Takahiro Hirofuchi is a senior research scientist of National Institute of Advanced Industrial Science and Technology (AIST) in Japan. He is working on system software technologies for emerging memory devices. He is the principal investigator of the research project supported by the JSPS Grant-in-Aid for Scientific Research (A), which aims at massively energy-efficient memory subsystems by developing approximate computing techniques throughout whole the memory hierarchy. He received the best paper award in ACM SoCC 2016 and the Yamashita SIG Research Award of Information Processing Society of Japan in 2014. He obtained a Ph.D. of engineering in 2007 at the Graduate School of Information Science of Nara Institute of Science and Technology (NAIST). He obtained the BS of Geophysics at Faculty of Science in Kyoto University in 2002. He is an expert of system software technologies, especially operating system and virtual machine. His research interests also cover computer architecture, FPGA and network technologies.
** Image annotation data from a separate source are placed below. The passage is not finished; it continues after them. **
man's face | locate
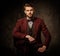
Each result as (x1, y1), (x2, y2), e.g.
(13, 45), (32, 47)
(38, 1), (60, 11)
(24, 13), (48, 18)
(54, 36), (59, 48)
(24, 7), (34, 17)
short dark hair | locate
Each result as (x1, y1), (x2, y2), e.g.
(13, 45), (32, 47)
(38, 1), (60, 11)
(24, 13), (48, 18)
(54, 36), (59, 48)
(24, 3), (34, 9)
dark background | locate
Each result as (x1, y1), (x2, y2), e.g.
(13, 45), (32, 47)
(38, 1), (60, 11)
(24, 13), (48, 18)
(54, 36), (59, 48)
(0, 0), (60, 56)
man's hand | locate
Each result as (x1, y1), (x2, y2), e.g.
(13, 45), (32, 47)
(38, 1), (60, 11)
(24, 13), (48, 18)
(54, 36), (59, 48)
(38, 45), (46, 52)
(26, 35), (35, 42)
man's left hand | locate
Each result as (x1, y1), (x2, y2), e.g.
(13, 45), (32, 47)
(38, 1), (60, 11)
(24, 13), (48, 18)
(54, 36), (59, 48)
(38, 45), (46, 53)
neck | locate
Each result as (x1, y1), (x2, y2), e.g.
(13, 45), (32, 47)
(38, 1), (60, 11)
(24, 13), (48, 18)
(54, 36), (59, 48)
(27, 17), (33, 20)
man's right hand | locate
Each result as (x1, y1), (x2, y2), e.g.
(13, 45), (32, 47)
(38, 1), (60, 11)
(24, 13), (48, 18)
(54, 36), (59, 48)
(26, 35), (35, 42)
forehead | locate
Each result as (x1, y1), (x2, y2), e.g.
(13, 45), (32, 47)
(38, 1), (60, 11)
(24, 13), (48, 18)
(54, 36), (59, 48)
(25, 7), (33, 10)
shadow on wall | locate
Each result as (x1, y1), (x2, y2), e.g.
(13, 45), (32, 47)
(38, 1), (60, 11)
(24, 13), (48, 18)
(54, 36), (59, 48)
(0, 2), (60, 56)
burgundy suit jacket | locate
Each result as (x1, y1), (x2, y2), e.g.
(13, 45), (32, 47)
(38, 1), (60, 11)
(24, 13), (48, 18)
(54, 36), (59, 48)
(12, 17), (51, 47)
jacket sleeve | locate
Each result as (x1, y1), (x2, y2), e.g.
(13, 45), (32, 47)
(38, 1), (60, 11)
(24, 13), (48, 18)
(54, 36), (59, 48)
(12, 20), (26, 39)
(41, 20), (51, 48)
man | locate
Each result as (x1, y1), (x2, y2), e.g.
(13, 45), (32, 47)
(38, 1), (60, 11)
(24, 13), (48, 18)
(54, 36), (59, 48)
(12, 4), (51, 56)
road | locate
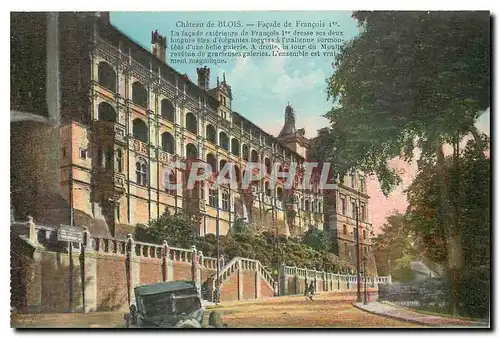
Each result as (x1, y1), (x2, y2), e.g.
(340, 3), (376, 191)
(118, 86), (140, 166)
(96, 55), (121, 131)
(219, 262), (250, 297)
(12, 295), (418, 328)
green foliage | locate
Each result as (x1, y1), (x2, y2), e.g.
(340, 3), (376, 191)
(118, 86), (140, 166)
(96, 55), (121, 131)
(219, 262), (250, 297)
(135, 211), (200, 248)
(407, 147), (491, 317)
(312, 11), (490, 194)
(302, 227), (328, 251)
(373, 213), (421, 282)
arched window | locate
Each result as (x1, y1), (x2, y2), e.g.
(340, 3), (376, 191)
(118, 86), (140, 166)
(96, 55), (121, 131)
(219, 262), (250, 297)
(222, 189), (231, 211)
(219, 160), (231, 178)
(205, 124), (217, 144)
(242, 143), (250, 161)
(250, 149), (259, 163)
(207, 153), (217, 173)
(264, 157), (272, 175)
(186, 113), (198, 135)
(276, 187), (283, 201)
(97, 61), (116, 92)
(219, 131), (229, 150)
(161, 132), (175, 154)
(116, 149), (123, 173)
(97, 102), (116, 122)
(132, 81), (148, 108)
(186, 143), (198, 160)
(132, 119), (148, 143)
(233, 164), (241, 184)
(161, 99), (175, 122)
(231, 138), (240, 156)
(135, 161), (148, 186)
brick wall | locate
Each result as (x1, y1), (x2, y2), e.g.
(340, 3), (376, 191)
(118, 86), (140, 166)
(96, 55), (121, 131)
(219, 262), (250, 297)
(139, 258), (163, 284)
(96, 255), (128, 311)
(220, 273), (238, 302)
(174, 262), (192, 280)
(260, 279), (274, 298)
(241, 270), (257, 299)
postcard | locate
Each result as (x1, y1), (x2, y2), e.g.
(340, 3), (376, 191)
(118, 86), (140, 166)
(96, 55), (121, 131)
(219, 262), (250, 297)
(10, 11), (491, 329)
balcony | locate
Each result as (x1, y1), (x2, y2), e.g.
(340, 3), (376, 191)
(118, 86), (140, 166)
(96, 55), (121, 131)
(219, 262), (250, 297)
(95, 168), (125, 201)
(132, 139), (148, 156)
(158, 149), (174, 163)
(94, 121), (126, 145)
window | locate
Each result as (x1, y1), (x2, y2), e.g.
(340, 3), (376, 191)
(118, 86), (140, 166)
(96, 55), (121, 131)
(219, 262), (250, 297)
(161, 99), (175, 122)
(80, 148), (87, 160)
(116, 149), (123, 173)
(208, 188), (219, 208)
(186, 113), (198, 135)
(132, 81), (148, 108)
(116, 204), (120, 222)
(219, 131), (229, 150)
(161, 132), (175, 154)
(344, 243), (351, 258)
(135, 162), (148, 186)
(340, 196), (347, 216)
(222, 191), (229, 211)
(205, 124), (217, 144)
(105, 149), (113, 168)
(351, 199), (356, 218)
(97, 62), (116, 92)
(97, 102), (116, 122)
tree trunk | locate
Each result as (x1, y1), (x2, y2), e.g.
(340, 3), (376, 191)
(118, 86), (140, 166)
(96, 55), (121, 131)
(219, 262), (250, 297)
(470, 126), (486, 160)
(436, 144), (463, 314)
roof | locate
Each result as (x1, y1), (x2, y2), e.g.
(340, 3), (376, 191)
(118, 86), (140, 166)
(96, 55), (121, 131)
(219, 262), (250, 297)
(134, 280), (196, 296)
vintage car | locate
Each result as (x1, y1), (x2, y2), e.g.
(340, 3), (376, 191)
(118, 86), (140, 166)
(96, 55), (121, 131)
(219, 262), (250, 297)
(124, 281), (223, 328)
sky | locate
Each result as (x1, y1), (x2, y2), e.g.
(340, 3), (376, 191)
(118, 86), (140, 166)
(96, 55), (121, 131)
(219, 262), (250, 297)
(111, 11), (490, 233)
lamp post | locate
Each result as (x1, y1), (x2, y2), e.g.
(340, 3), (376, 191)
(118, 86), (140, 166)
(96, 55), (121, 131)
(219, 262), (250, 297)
(363, 255), (368, 305)
(354, 200), (361, 303)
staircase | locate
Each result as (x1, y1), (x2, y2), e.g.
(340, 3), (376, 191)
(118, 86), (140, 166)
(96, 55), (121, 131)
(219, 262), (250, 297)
(204, 257), (277, 301)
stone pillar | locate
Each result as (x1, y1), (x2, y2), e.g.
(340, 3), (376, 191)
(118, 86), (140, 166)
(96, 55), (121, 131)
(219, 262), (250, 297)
(162, 241), (170, 282)
(126, 234), (140, 305)
(196, 250), (203, 292)
(255, 263), (262, 298)
(293, 267), (300, 295)
(278, 263), (288, 296)
(236, 260), (243, 300)
(191, 245), (198, 283)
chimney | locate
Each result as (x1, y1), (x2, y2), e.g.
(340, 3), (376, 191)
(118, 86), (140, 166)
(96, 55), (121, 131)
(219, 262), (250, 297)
(96, 12), (111, 25)
(151, 30), (167, 63)
(196, 66), (210, 90)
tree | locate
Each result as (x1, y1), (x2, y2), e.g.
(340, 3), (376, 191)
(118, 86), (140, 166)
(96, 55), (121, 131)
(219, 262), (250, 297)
(315, 12), (490, 314)
(407, 138), (491, 317)
(374, 213), (421, 282)
(135, 211), (200, 248)
(302, 227), (328, 251)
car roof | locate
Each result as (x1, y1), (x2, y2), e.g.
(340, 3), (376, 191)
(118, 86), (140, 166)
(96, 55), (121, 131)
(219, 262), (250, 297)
(134, 280), (196, 296)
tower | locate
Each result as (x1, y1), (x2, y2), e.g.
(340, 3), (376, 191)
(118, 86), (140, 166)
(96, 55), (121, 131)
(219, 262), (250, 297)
(151, 30), (167, 63)
(196, 66), (210, 90)
(278, 103), (310, 158)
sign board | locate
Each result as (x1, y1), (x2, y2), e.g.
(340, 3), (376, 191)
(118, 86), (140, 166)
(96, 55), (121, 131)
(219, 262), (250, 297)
(57, 225), (83, 243)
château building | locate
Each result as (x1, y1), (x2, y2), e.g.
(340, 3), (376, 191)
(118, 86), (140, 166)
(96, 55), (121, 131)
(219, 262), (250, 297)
(11, 12), (371, 274)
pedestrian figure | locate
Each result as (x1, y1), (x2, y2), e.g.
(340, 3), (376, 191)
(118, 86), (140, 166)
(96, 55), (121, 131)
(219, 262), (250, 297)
(309, 281), (314, 300)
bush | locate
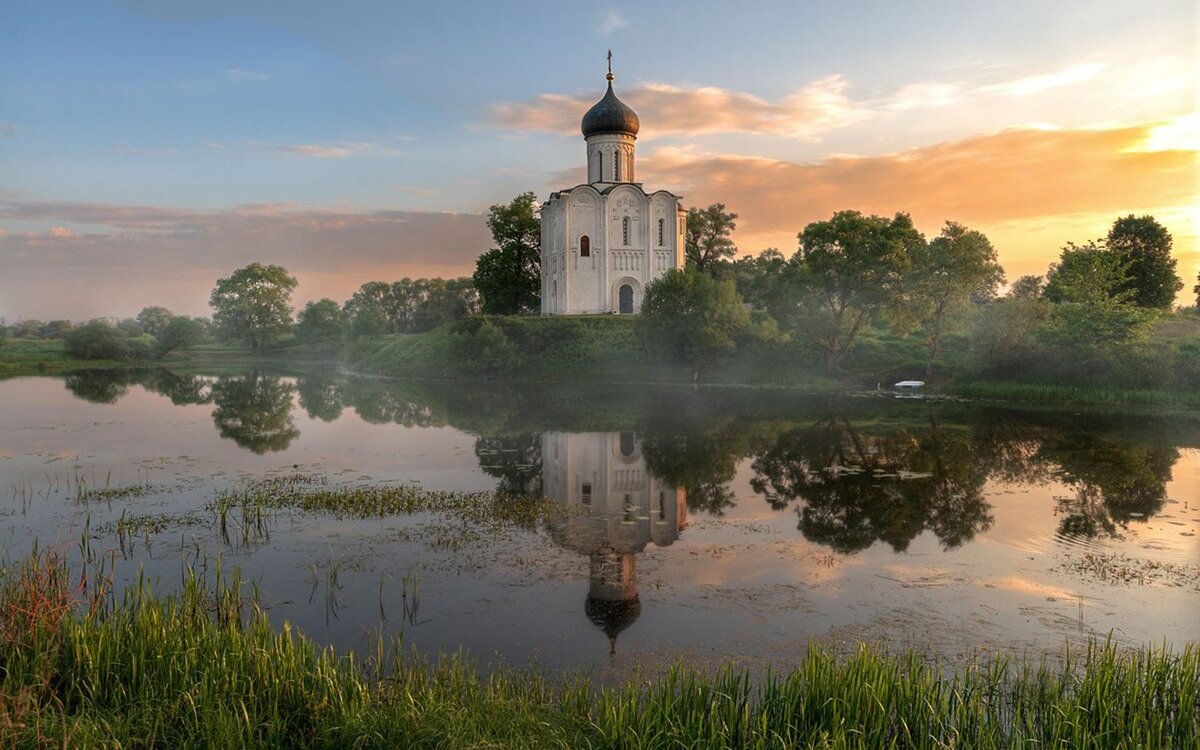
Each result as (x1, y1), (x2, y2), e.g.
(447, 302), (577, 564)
(66, 320), (132, 360)
(450, 319), (523, 376)
(155, 316), (205, 356)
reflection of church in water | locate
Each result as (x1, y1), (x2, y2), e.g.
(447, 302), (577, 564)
(541, 432), (688, 650)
“Intel Optane™ Data Center Persistent Memory – A True Breakthrough to Break the Traditional Memory-Storage Technologies Barriers”
Jane Jianping Xu / Kaushik Balasubramanian (Intel)
Abstract: Intel OptaneTM DC persistent memory offers big and cost-effective persistent memory for all data center current and possibly future applications. With this new type of memory, a user will be able to accelerate data processing closer to CPUs with substantially lower latency in contrast with previously located on a NAND disk. The new Intel® Optane™ DC persistent memory redefines traditional architectures, offering a large and persistent memory tier at affordable cost. With breakthrough performance levels in memory intensive workloads, virtual machine density, and fast storage capacity Intel Optane™ DC persistent memory — combined 2nd gen Intel Xeon® Scalable processors—accelerates IT transformation to support the demands of the data era, with faster-than-ever-before analytics, cloud services, and next-generation communication services.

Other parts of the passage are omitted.